There are obvious similarities between the commission given through Joshua to the Israelites and Jesus’ commission to his disciples. God’s people in both cases were told to carry out their mission knowing that the Lord would be with them and that he alone would be the source of their strength. One dissimilarity is striking, though. The Israelites were told to wield a sword and kill the inhabitants of the land, thus driving them out of the kingdom. Christ’s disciples, however, were told to take sword of the Lord, which is the word of God, and with it bring life to the inhabitants of the land, thus driving them into the kingdom.

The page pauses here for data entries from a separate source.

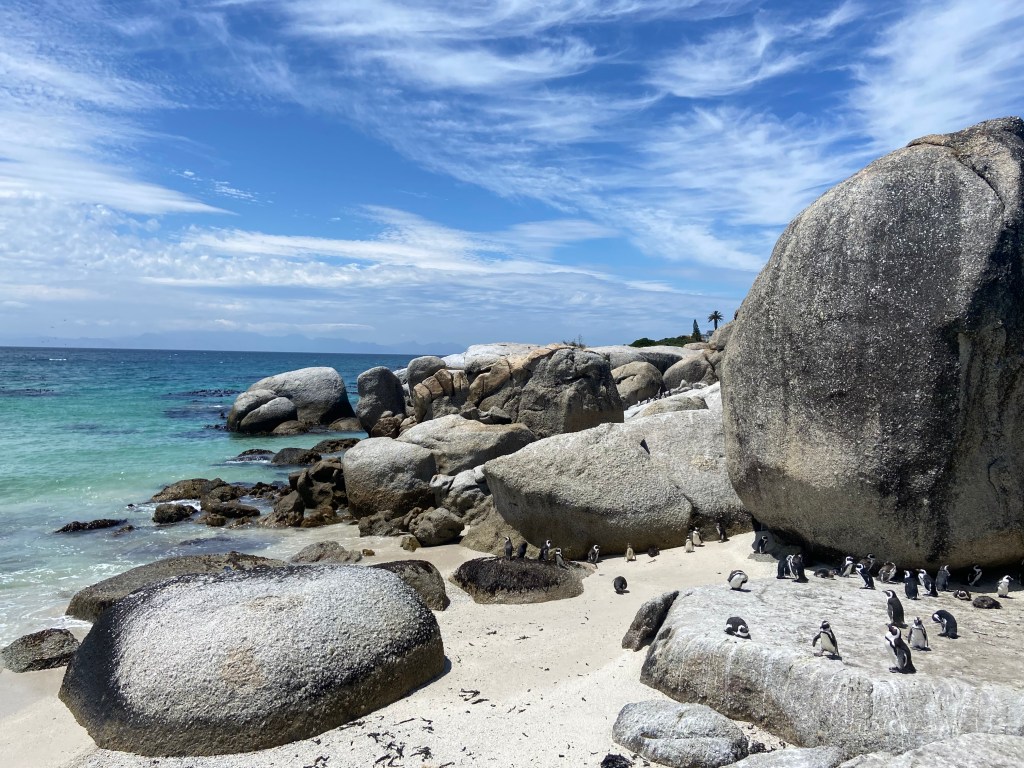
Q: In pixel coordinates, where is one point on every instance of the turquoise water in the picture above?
(84, 433)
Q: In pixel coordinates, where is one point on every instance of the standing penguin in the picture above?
(974, 577)
(1003, 589)
(736, 580)
(829, 644)
(927, 583)
(865, 573)
(895, 608)
(736, 627)
(900, 651)
(798, 568)
(918, 636)
(910, 585)
(545, 549)
(948, 624)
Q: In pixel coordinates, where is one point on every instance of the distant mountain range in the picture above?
(239, 342)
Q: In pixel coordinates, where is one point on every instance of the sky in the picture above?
(427, 174)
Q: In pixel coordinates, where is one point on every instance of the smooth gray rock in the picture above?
(436, 526)
(90, 602)
(317, 396)
(682, 735)
(875, 393)
(271, 656)
(970, 751)
(40, 650)
(422, 577)
(460, 443)
(325, 552)
(494, 580)
(380, 391)
(381, 473)
(812, 757)
(648, 621)
(636, 483)
(420, 368)
(853, 704)
(636, 381)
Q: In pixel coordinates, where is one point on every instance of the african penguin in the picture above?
(900, 651)
(1004, 587)
(895, 608)
(829, 644)
(974, 577)
(865, 573)
(736, 627)
(736, 580)
(910, 585)
(918, 636)
(948, 624)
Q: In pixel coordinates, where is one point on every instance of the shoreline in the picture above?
(553, 674)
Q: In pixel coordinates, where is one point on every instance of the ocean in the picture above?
(84, 433)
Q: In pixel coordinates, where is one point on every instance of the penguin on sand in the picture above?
(737, 628)
(910, 585)
(948, 623)
(918, 636)
(1003, 590)
(828, 642)
(895, 608)
(736, 580)
(900, 651)
(865, 573)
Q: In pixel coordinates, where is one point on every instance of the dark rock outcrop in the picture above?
(875, 397)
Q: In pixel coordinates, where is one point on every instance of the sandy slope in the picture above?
(528, 685)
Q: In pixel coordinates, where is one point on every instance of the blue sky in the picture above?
(247, 172)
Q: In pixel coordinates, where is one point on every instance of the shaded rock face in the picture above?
(854, 704)
(422, 577)
(40, 650)
(380, 391)
(876, 374)
(683, 735)
(971, 751)
(489, 580)
(273, 656)
(310, 395)
(90, 602)
(460, 443)
(637, 483)
(381, 473)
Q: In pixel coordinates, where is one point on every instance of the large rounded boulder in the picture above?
(271, 656)
(875, 396)
(309, 395)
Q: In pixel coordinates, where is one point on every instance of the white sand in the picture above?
(528, 685)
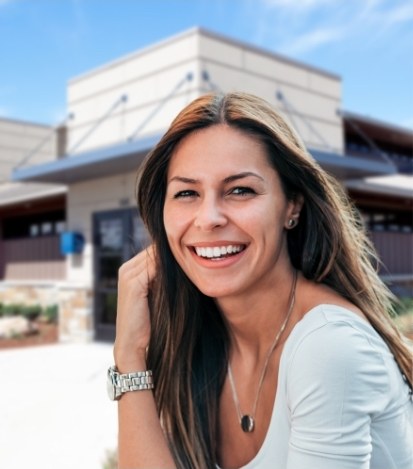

I believe that God has given the OPC a splendid inheritance. I have never been more thankful to be a part of our denomination. We have an inspiring history, a glorious calling, and the highest motivation—the glory of God. Our church was forged in the fires of evangelistic concern. Those concerns remain. We have inherited the gifts and calling of those who came before us. At the risk of mixing metaphors, I will say that the battle belongs to the Lord, and that the fields are white for harvest. Our inheritance is secure and inexhaustible in Christ himself. How will we spend our inheritance?
The author is pastor of Covenant Presbyterian Church in Saint Augustine, Fla. New horizons, July 2011.